В конце XVII века голландский торговец Антони ван Левенгук изобрел микроскоп нового типа. Проводя с его помощью наблюдения, он впервые в истории человечества описал невидимый до того мир микроорганизмов (он назвал их анималькулами), которые тысячами кишели в каждой капле прудовой воды. Он зарисовывал их с поразительной точностью. Посмотрите в микроскоп Левенгука сегодня, и если вам вообще что-то удастся увидеть, считайте, что вам повезло — настолько малы и несовершенны были линзы по современным стандартам. Многие его современники были настроены скептически: они не видели того, что видел он и, возможно, были по-своему правы. Но прав был и Левенгук. Анималькулы были реальны, и открытие их перевернуло наши представления о мире живого. Может быть, Хиден — это сегодняшний Левенгук? Не следует, однако, забывать, что Левенгук рассмотрел также человеческую сперму и описал отдельный сперматозоид как подобие совершенного по форме крошечного гомункулуса, укрепив тем самым давний преформистский предрассудок относительно нашего размножения, который был изжит лишь столетие спустя.
Каким бы ни был окончательный приговор по поводу экспериментов Хидена, в свое время они гальванизировали работу нейрохимиков. Стало ясно, что биохимические методы действительно можно использовать для изучения функций мозга, включая даже память. И я сделал свой выбор.
Но как приступить к исследованиям? Микрометоды Хидена были мне недоступны, а Чейн, как всегда, скептически отнесся к моим намерениям. Если ключевым требованием бьыо отделение нейронов от глии, то, вероятно, я мог бы поискать другой способ достижения той же цели. К концу пятидесятых годов у биохимиков накопился уже целый арсенал общих методов изучения клетки. Один из них — центрифугирование — использовался для разделения клеток на различные компоненты. Работа лабораторной центрифуги основана на том же принципе, что и отжимание белья в бытовой стиральной машине. При очень быстром вращении содержащаяся в материи вода оттесняется к стенкам камеры и вытекает из нее. В биологической центрифуге пробирки с суспензией частиц вращаются с очень высокой скоростью, до 70 000 оборотов в минуту. По мере вращения суспендированные частицы под действием центробежной силы (до 500 000 g) движутся по направлению к дну пробирки тем быстрее, чем они тяжелее. Представьте теперь, что я беру кусочек мозга и измельчаю его в гомогенизаторе. Клетки разрушаются, а их компоненты переходят в суспендированное состояние. К числу таких компонентов принадлежат разнообразные субклеточные структуры, в частности клеточные ядра, содержащие ДНК, и митохондрии, в которых находятся ферменты цикла Кребса и синтезируется АТФ. Подбирая нужные сочетания продолжительности и скорости центрифугирования, можно разделять и собирать отдельные фракции клеточных компонентов. При одной из модификаций этого метода суспензию частиц вращают в растворе сахарозы, наиболее концентрированном у дна пробирки и все сильнее разбавленном в верхних слоях. Чем выше концентрация раствора, тем больше его плотность, поэтому в пробирке создается градиент плотности, направленный сверху вниз. При центрифугировании субклеточных частиц в таком градиенте они под действием центробежной силы оседают до тех пор, пока не окажутся в зоне, где их плотность и плотность раствора одинаковы. Здесь они останавливаются, уже не будучи в состоянии опуститься ниже.

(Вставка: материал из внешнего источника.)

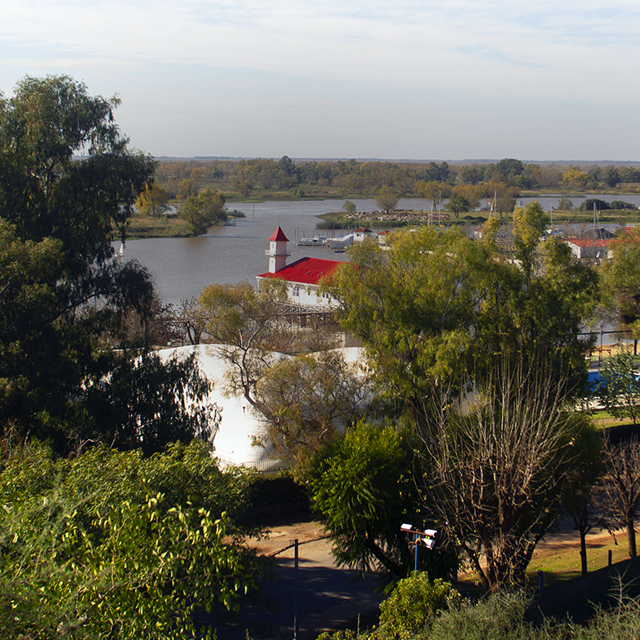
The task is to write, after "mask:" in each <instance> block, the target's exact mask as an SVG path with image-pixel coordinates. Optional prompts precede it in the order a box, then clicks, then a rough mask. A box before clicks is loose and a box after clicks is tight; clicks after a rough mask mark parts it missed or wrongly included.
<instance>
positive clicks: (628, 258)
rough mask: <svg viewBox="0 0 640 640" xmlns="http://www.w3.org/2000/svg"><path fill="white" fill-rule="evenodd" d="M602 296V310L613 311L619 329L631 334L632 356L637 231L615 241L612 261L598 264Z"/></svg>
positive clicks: (638, 309) (607, 259)
mask: <svg viewBox="0 0 640 640" xmlns="http://www.w3.org/2000/svg"><path fill="white" fill-rule="evenodd" d="M601 273H602V287H601V295H602V301H603V304H604V305H605V307H607V308H608V309H610V310H612V311H613V312H614V313H615V314H616V316H617V319H618V323H619V325H620V328H621V329H626V330H627V331H630V332H631V335H632V336H633V338H634V354H635V353H637V345H638V338H640V230H637V229H632V230H631V232H630V233H628V234H625V235H624V236H622V237H621V238H619V239H617V240H615V241H614V242H613V243H612V247H611V258H610V259H607V260H603V262H602V264H601Z"/></svg>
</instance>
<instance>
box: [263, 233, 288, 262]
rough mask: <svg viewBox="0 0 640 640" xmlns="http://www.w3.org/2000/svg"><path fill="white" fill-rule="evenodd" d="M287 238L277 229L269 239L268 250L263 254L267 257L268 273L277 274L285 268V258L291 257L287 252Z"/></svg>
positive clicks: (287, 239)
mask: <svg viewBox="0 0 640 640" xmlns="http://www.w3.org/2000/svg"><path fill="white" fill-rule="evenodd" d="M287 242H289V238H287V236H285V235H284V231H283V230H282V229H281V228H280V227H278V228H277V229H276V230H275V233H274V234H273V235H272V236H271V237H270V238H269V248H268V249H267V250H266V251H265V254H266V255H268V256H269V273H278V271H280V270H281V269H284V267H286V266H287V258H288V257H289V256H290V255H291V253H290V252H289V251H287Z"/></svg>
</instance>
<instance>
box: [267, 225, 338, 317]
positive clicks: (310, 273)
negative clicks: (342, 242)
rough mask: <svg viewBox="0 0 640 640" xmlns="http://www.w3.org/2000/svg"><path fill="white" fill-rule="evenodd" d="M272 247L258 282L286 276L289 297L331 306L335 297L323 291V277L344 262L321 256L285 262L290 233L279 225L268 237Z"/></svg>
mask: <svg viewBox="0 0 640 640" xmlns="http://www.w3.org/2000/svg"><path fill="white" fill-rule="evenodd" d="M269 242H270V249H269V250H267V251H266V252H265V253H266V255H268V256H269V271H267V272H266V273H261V274H260V275H258V276H256V279H257V280H258V286H260V281H261V280H263V279H279V280H285V281H286V282H287V283H288V288H289V300H290V302H294V303H297V304H301V305H305V306H314V307H316V306H325V307H328V306H332V303H333V300H332V299H331V296H329V295H328V294H326V293H324V294H320V293H319V292H318V287H319V285H320V281H321V280H322V279H323V278H326V277H327V276H331V274H332V273H333V272H334V271H335V270H336V269H337V268H338V266H339V265H341V264H342V262H340V261H339V260H324V259H322V258H300V260H296V261H295V262H292V263H291V264H289V265H288V264H286V262H287V257H288V256H289V255H291V254H290V253H289V252H288V251H287V242H289V240H288V238H287V236H286V235H285V234H284V232H283V231H282V229H281V228H280V227H278V228H277V229H276V231H275V233H274V234H273V235H272V236H271V237H270V238H269Z"/></svg>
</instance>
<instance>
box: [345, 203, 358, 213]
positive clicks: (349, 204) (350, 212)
mask: <svg viewBox="0 0 640 640" xmlns="http://www.w3.org/2000/svg"><path fill="white" fill-rule="evenodd" d="M342 208H343V209H344V210H345V211H346V212H347V213H355V211H356V205H355V204H354V203H353V202H350V201H349V200H345V201H344V205H343V206H342Z"/></svg>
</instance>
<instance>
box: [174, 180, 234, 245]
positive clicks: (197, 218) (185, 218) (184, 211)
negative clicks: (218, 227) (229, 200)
mask: <svg viewBox="0 0 640 640" xmlns="http://www.w3.org/2000/svg"><path fill="white" fill-rule="evenodd" d="M225 202H226V200H225V198H224V196H223V195H222V193H220V192H219V191H213V190H212V189H205V190H204V191H201V192H200V193H199V194H198V195H197V196H189V197H188V198H187V200H186V202H185V203H184V205H182V209H181V210H180V217H181V218H182V219H183V220H186V221H187V222H188V223H189V226H190V228H191V232H192V233H193V235H194V236H201V235H202V234H203V233H206V231H207V228H208V227H210V226H211V225H212V224H221V223H223V222H224V221H225V220H226V219H227V214H226V212H225V206H224V205H225Z"/></svg>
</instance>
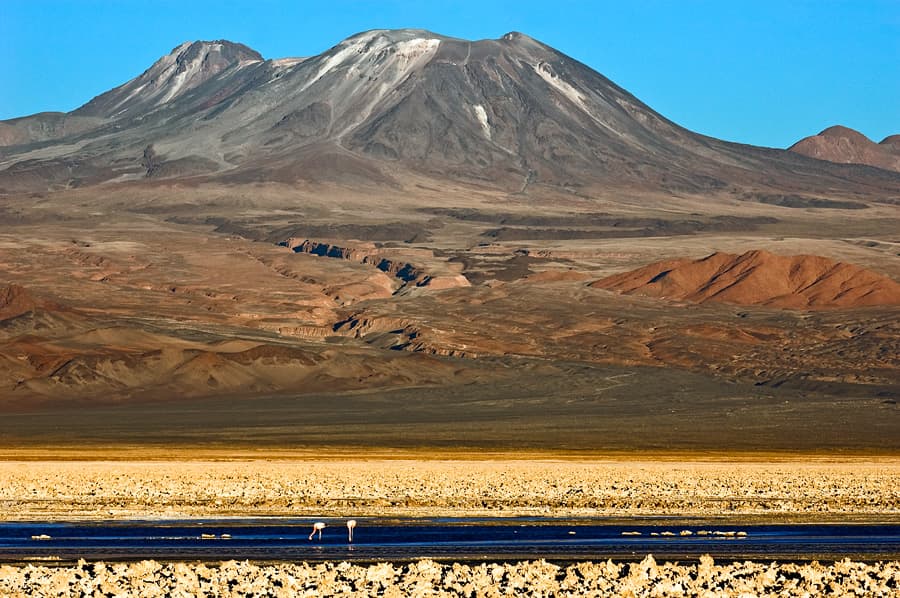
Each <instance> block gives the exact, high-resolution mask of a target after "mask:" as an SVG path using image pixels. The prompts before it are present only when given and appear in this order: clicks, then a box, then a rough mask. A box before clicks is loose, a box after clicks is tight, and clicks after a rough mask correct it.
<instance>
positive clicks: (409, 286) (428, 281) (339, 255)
mask: <svg viewBox="0 0 900 598" xmlns="http://www.w3.org/2000/svg"><path fill="white" fill-rule="evenodd" d="M279 245H281V246H282V247H287V248H289V249H291V250H292V251H294V252H295V253H306V254H309V255H317V256H321V257H330V258H336V259H341V260H347V261H351V262H355V263H357V264H366V265H369V266H373V267H375V268H377V269H378V270H381V271H382V272H384V273H386V274H389V275H391V276H393V277H395V278H398V279H399V280H400V281H401V282H402V286H401V289H402V288H407V287H429V288H431V289H433V290H440V289H450V288H455V287H463V286H469V281H468V280H467V279H466V277H465V276H462V275H447V276H435V275H432V274H429V273H427V272H425V271H424V270H423V269H422V268H420V267H419V266H415V265H413V264H411V263H409V262H407V261H404V260H402V259H398V258H396V257H391V256H389V255H386V254H385V253H383V252H382V251H381V250H379V249H378V248H376V247H374V246H372V247H368V246H366V247H341V246H338V245H332V244H331V243H325V242H319V241H312V240H309V239H303V240H300V239H296V238H291V239H288V240H286V241H282V242H281V243H279Z"/></svg>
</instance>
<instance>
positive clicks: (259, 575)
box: [0, 556, 900, 598]
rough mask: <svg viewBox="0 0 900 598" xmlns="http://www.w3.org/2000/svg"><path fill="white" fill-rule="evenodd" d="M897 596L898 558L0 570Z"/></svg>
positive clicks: (320, 583)
mask: <svg viewBox="0 0 900 598" xmlns="http://www.w3.org/2000/svg"><path fill="white" fill-rule="evenodd" d="M898 592H900V562H888V563H877V564H865V563H858V562H852V561H849V560H845V561H840V562H836V563H832V564H819V563H816V562H813V563H808V564H792V563H785V564H778V563H752V562H743V563H741V562H732V563H722V564H716V563H715V562H714V561H713V559H712V558H710V557H709V556H704V557H701V558H700V562H699V563H688V564H678V563H664V564H657V563H656V561H655V560H654V559H653V557H652V556H647V557H646V558H644V560H642V561H641V562H640V563H613V562H611V561H607V562H605V563H604V562H600V563H590V562H581V563H575V564H570V565H567V566H561V565H556V564H553V563H548V562H546V561H542V560H540V561H530V562H519V563H507V564H503V563H482V564H476V565H467V564H459V563H453V564H441V563H435V562H434V561H430V560H421V561H418V562H414V563H409V564H402V565H392V564H390V563H379V564H374V565H353V564H350V563H325V564H319V565H310V564H307V563H284V564H277V565H257V564H253V563H248V562H235V561H229V562H225V563H220V564H217V565H204V564H185V563H165V564H162V563H157V562H155V561H143V562H139V563H130V564H123V563H109V564H107V563H93V564H89V563H85V562H83V561H82V562H79V563H78V564H77V565H76V566H74V567H60V568H55V567H44V566H37V567H35V566H26V567H13V566H0V594H2V595H3V596H11V597H12V596H15V597H19V596H22V597H24V596H29V597H30V596H34V597H41V596H146V597H152V596H385V597H401V596H485V597H490V596H511V595H516V596H523V595H527V596H618V597H629V596H633V597H637V596H668V597H676V596H706V597H721V596H746V597H750V596H867V597H873V598H874V597H889V596H897V593H898Z"/></svg>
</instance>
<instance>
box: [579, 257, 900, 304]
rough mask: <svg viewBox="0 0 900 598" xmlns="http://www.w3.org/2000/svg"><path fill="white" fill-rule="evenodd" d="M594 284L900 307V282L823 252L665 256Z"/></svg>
mask: <svg viewBox="0 0 900 598" xmlns="http://www.w3.org/2000/svg"><path fill="white" fill-rule="evenodd" d="M592 286H594V287H597V288H602V289H609V290H613V291H617V292H620V293H628V294H639V295H648V296H651V297H660V298H667V299H684V300H687V301H692V302H696V303H705V302H707V301H717V302H722V303H732V304H737V305H766V306H771V307H782V308H789V309H833V308H857V307H868V306H876V305H900V284H898V283H896V282H895V281H893V280H891V279H890V278H887V277H886V276H882V275H880V274H877V273H875V272H872V271H871V270H866V269H864V268H860V267H859V266H856V265H853V264H847V263H842V262H835V261H834V260H830V259H828V258H824V257H821V256H814V255H798V256H780V255H774V254H771V253H768V252H766V251H761V250H754V251H748V252H746V253H743V254H741V255H734V254H729V253H719V252H717V253H714V254H712V255H709V256H707V257H704V258H701V259H697V260H691V259H674V260H666V261H662V262H657V263H655V264H650V265H648V266H645V267H643V268H640V269H638V270H633V271H631V272H625V273H622V274H617V275H615V276H610V277H609V278H604V279H602V280H599V281H597V282H594V283H592Z"/></svg>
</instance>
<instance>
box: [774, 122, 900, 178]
mask: <svg viewBox="0 0 900 598" xmlns="http://www.w3.org/2000/svg"><path fill="white" fill-rule="evenodd" d="M898 137H900V136H897V135H893V136H890V137H886V138H885V139H884V140H883V141H882V142H881V143H880V144H878V143H875V142H874V141H872V140H871V139H869V138H868V137H866V136H865V135H863V134H862V133H860V132H859V131H855V130H853V129H851V128H849V127H844V126H841V125H835V126H832V127H828V128H827V129H825V130H824V131H822V132H820V133H819V134H818V135H812V136H810V137H806V138H804V139H801V140H800V141H798V142H797V143H795V144H794V145H792V146H791V147H789V148H788V150H790V151H792V152H795V153H798V154H803V155H804V156H809V157H810V158H816V159H818V160H827V161H829V162H838V163H842V164H867V165H869V166H876V167H878V168H884V169H886V170H895V171H900V141H896V138H898Z"/></svg>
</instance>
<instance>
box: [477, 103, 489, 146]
mask: <svg viewBox="0 0 900 598" xmlns="http://www.w3.org/2000/svg"><path fill="white" fill-rule="evenodd" d="M475 118H477V119H478V123H479V124H480V125H481V129H482V130H483V131H484V136H485V137H487V138H488V139H490V138H491V125H490V124H489V123H488V121H487V112H486V111H485V110H484V106H482V105H481V104H476V105H475Z"/></svg>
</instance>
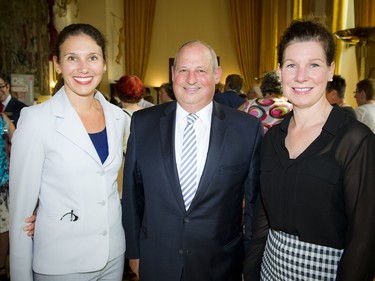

Рис. 3.4. Синапс. Слева — электронно-микроскопическая картина синапса после удаления окружающего фона. Справа — рисунок, сделанный художником. Приходящие по аксону нервные импульсы вызывают освобождение молекул нейромедиатора из мелких пузырьков пресинаптического окончания. Медиатор диффундирует через синаптическую щель к шипику на дендрите, где его ожидает молекула рецептора. При взаимодействии медиатора с рецептором возникает сигнал, активирующий или ингибирующий постсинап-тическую клетку. После этого медиатор разрушается ферментами. Энергию для биохимического процесса высвобождения медиатора доставляет окисление глюкозы в митохондриях. Синапс, подобный изображенному здесь, имеет около 0,2 мкм в диаметре.